Ja, Russland setzt im Kampf in der Ukraine antike Panzer ein. Aber nicht als Panzer.
Ende März in russischen sozialen Medien aufgetauchte Fotos von mit Panzern beladenen Zügen deuteten stark darauf hin, dass Russland aufgrund massiver Verluste modernerer Panzer endlich damit begonnen hatte, einige seiner Tausenden alten T-54B-Panzer in Tieflagern für den Kampfeinsatz in der Ukraine zu reaktivieren Kampfpanzer T-72, T-80 und T-90.
Der T-54 ging Ende der 1940er-Jahre in Produktion und verfügt im Gegensatz zu den modernen russischen Drei-Personen-Panzern über eine vierköpfige Besatzung.
Fotos vom April zeigten, dass die Panzer tatsächlich in der Ukraine eingetroffen waren, ohne nennenswerte sichtbare Verbesserungen wie Zusatzbausteine explosiver reaktiver Panzerung.
Laut Social-Media-Beiträgen von Andrei Tarasenko, Inhaber der russischsprachigen Website btvt.info zum Thema Panzer, sagen Quellen des russischen Militärs nun, dass T-54 tatsächlich im Kampf eingesetzt werden – angeblich nicht so sehr als Panzer, sondern als gepanzerte Artilleriefahrzeuge, die indirekte Granaten auf entfernte Ziele abfeuern.

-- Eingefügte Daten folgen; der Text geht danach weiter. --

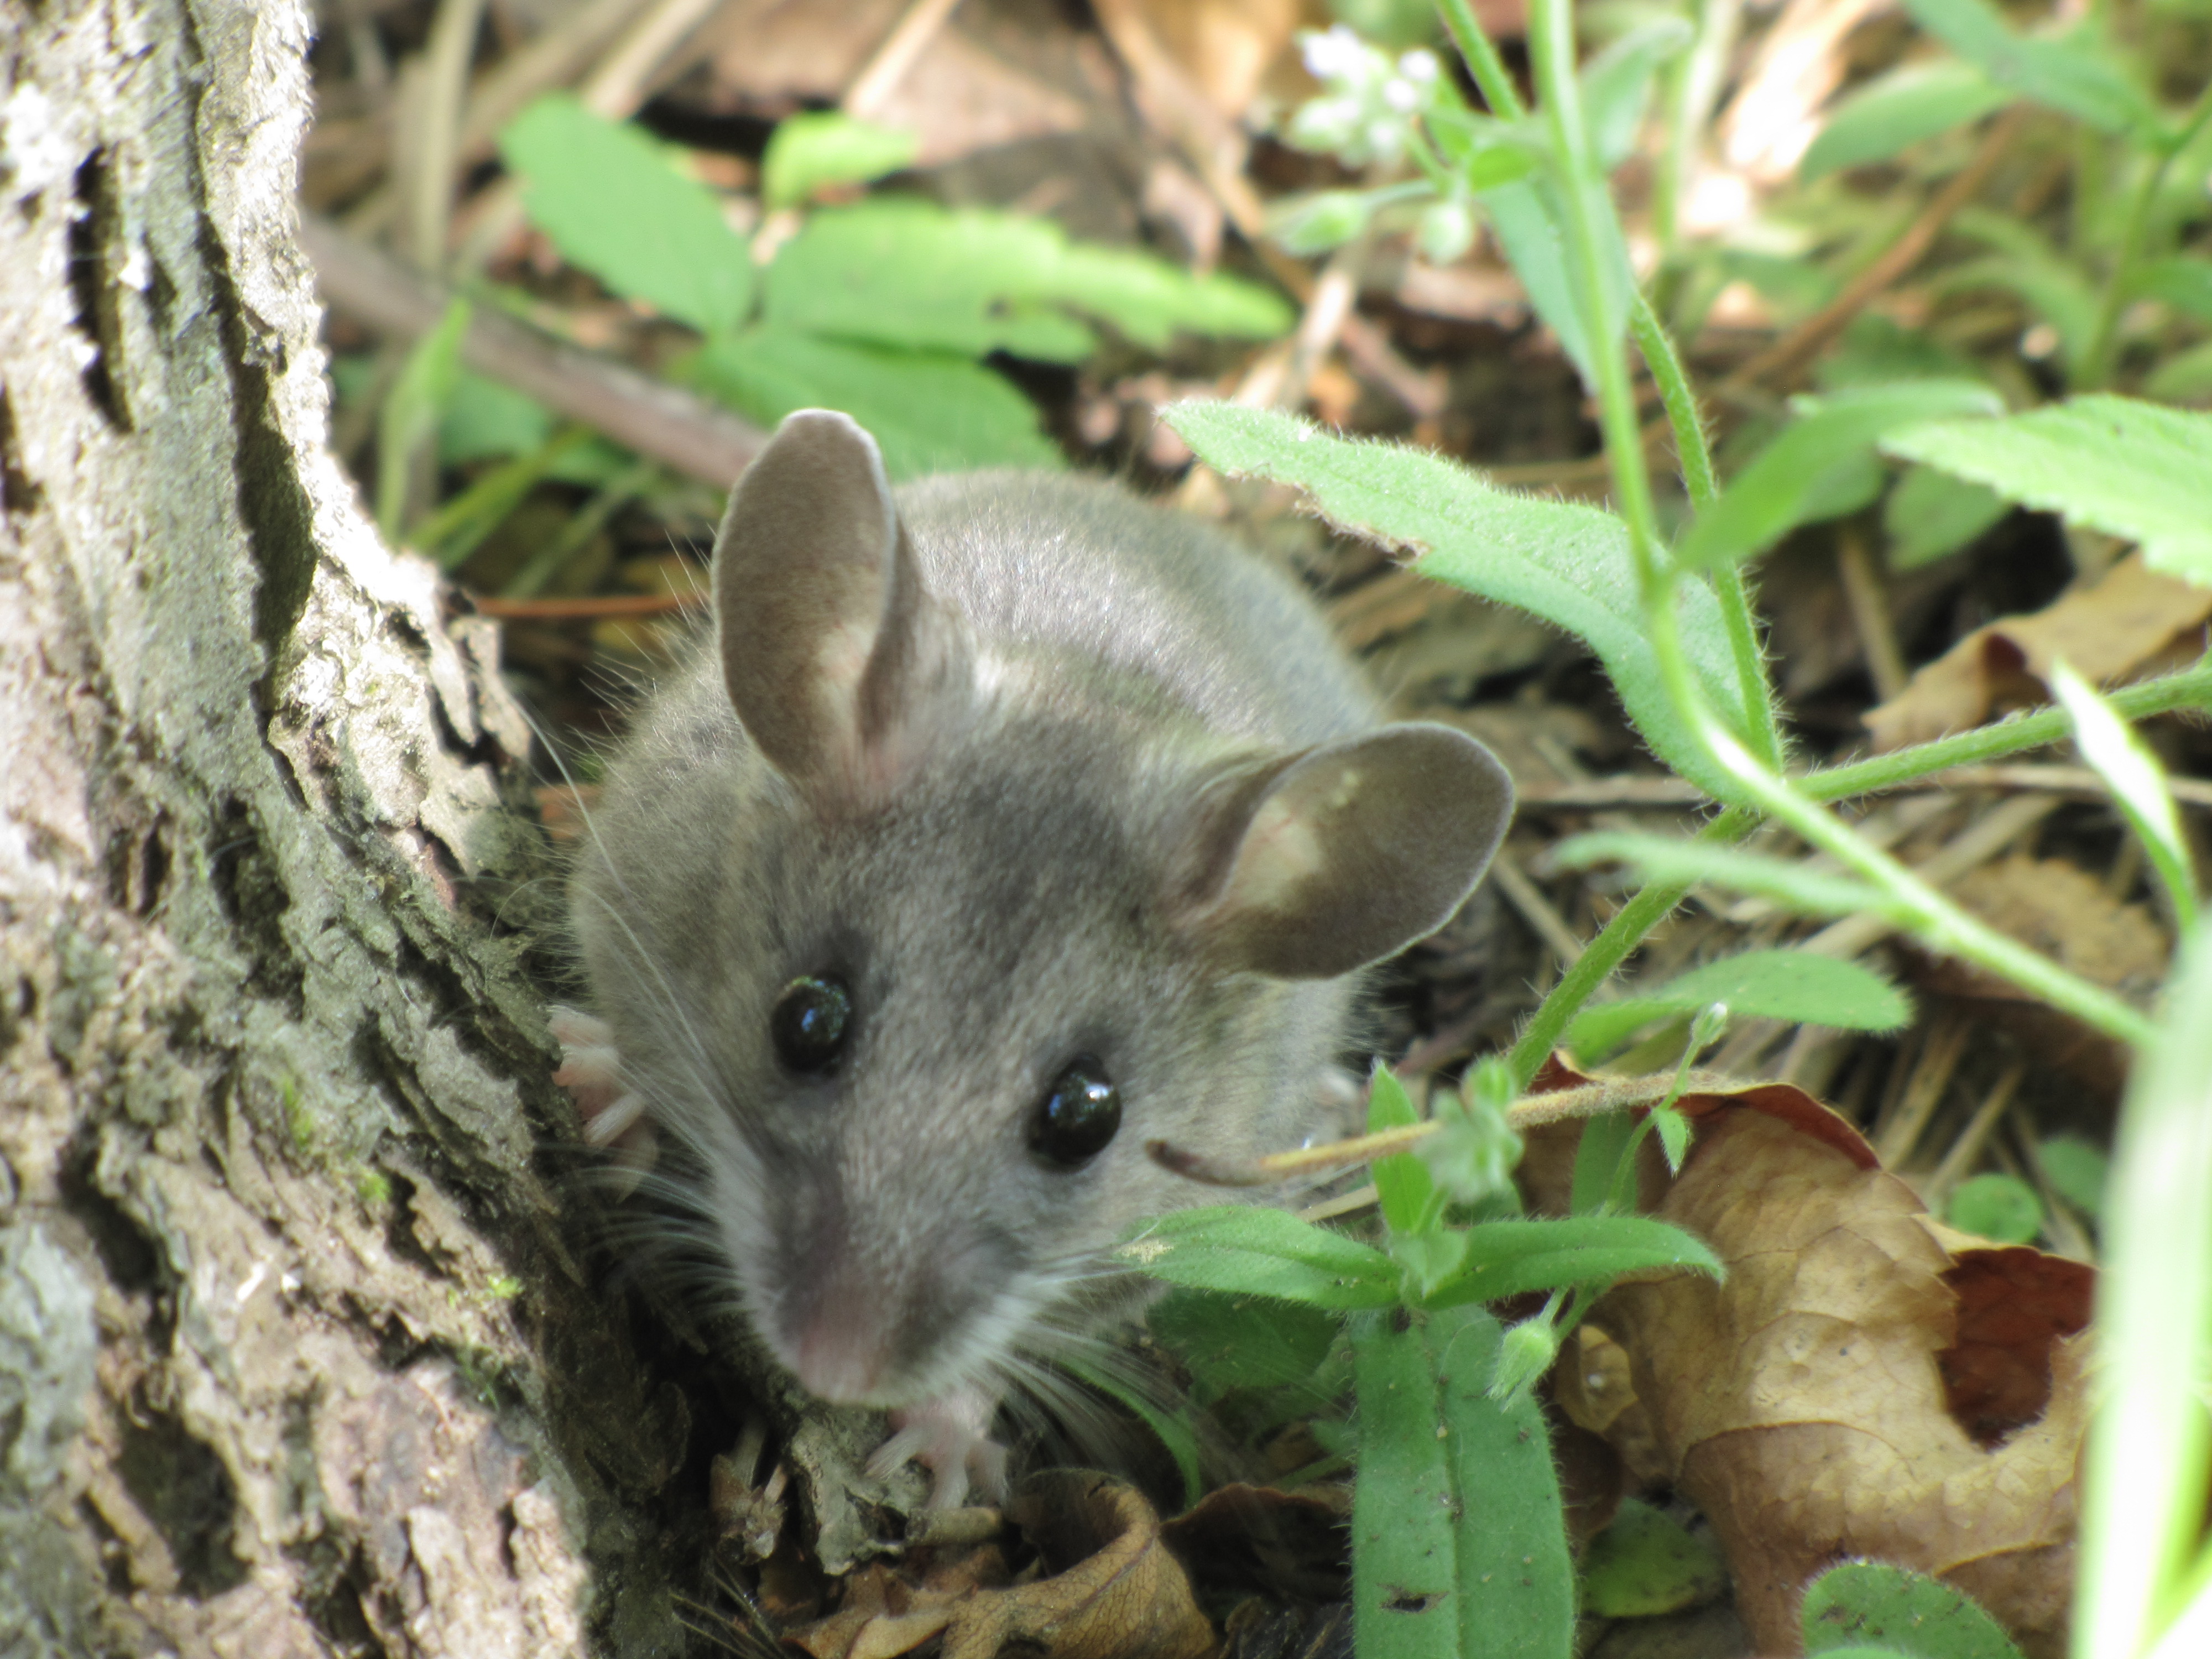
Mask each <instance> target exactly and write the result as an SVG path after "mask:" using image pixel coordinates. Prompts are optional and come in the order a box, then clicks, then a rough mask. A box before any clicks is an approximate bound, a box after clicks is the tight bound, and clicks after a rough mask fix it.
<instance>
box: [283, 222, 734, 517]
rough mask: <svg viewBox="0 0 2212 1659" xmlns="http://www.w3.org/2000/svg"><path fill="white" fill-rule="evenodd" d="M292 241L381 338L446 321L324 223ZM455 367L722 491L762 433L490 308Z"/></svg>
mask: <svg viewBox="0 0 2212 1659" xmlns="http://www.w3.org/2000/svg"><path fill="white" fill-rule="evenodd" d="M299 241H301V248H303V250H305V254H307V259H312V261H314V268H316V279H319V285H321V290H323V299H325V301H330V303H332V305H336V307H338V310H343V312H347V314H352V316H356V319H358V321H363V323H367V325H369V327H374V330H376V332H380V334H394V336H398V338H416V336H420V334H427V332H429V330H431V327H436V325H438V319H440V316H445V307H447V299H449V296H447V294H445V292H440V290H438V288H436V285H434V283H427V281H425V279H420V276H416V274H414V272H411V270H407V268H405V265H400V263H398V261H396V259H392V257H389V254H383V252H378V250H376V248H369V246H365V243H361V241H356V239H354V237H349V234H345V232H343V230H338V226H334V223H332V221H330V219H323V217H321V215H314V212H303V215H301V226H299ZM460 356H462V361H465V363H467V365H469V367H473V369H478V372H482V374H489V376H491V378H493V380H502V383H504V385H511V387H513V389H515V392H522V394H526V396H531V398H538V403H542V405H546V407H549V409H553V411H555V414H564V416H568V418H571V420H582V422H586V425H591V427H597V429H599V431H604V434H606V436H608V438H613V440H615V442H619V445H626V447H630V449H635V451H637V453H639V456H650V458H653V460H657V462H661V465H664V467H668V469H670V471H679V473H684V476H686V478H697V480H701V482H706V484H712V487H714V489H728V487H730V484H734V482H737V476H739V473H741V471H743V469H745V462H748V460H752V456H754V453H759V449H761V445H763V442H768V434H763V431H761V429H759V427H754V425H752V422H750V420H743V418H739V416H734V414H730V411H728V409H721V407H717V405H712V403H706V400H703V398H697V396H692V394H690V392H684V389H681V387H672V385H666V383H664V380H655V378H650V376H646V374H639V372H637V369H633V367H628V365H624V363H615V361H613V358H604V356H597V354H593V352H584V349H580V347H575V345H564V343H560V341H549V338H546V336H542V334H538V332H535V330H531V327H526V325H524V323H518V321H515V319H511V316H507V314H502V312H495V310H491V307H478V312H476V316H473V319H471V321H469V332H467V336H462V343H460Z"/></svg>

In dem Beitrag heißt es, dass eine Kompanie T-54B und T-55 (normalerweise 10 oder 13 Panzer des russischen Militärs) an ein in der Südukraine aktives Artillerieregiment übergeben wurde. Obwohl ein T-54 normalerweise eine vierköpfige Besatzung (Kommandant, Fahrer, Richtschütze, Ladeschütze) erforderte, behauptet die Post, dass diese T-54 von einer dreiköpfigen Besatzung bedient wurden, vermutlich aufgrund der begrenzten Notwendigkeit, sich gleichzeitig zu bewegen und zu schießen. Berichten zufolge stammten die Besatzungen sowohl aus Artillerie- als auch aus Panzerzweigen – und nicht nur aus letzterem – und erhielten nur eine Woche Ausbildung. An anderer Stelle postet er, dass es bereits Artilleriefeuertische für die T-54/55 und ihre 100-Millimeter-Geschütze gebe.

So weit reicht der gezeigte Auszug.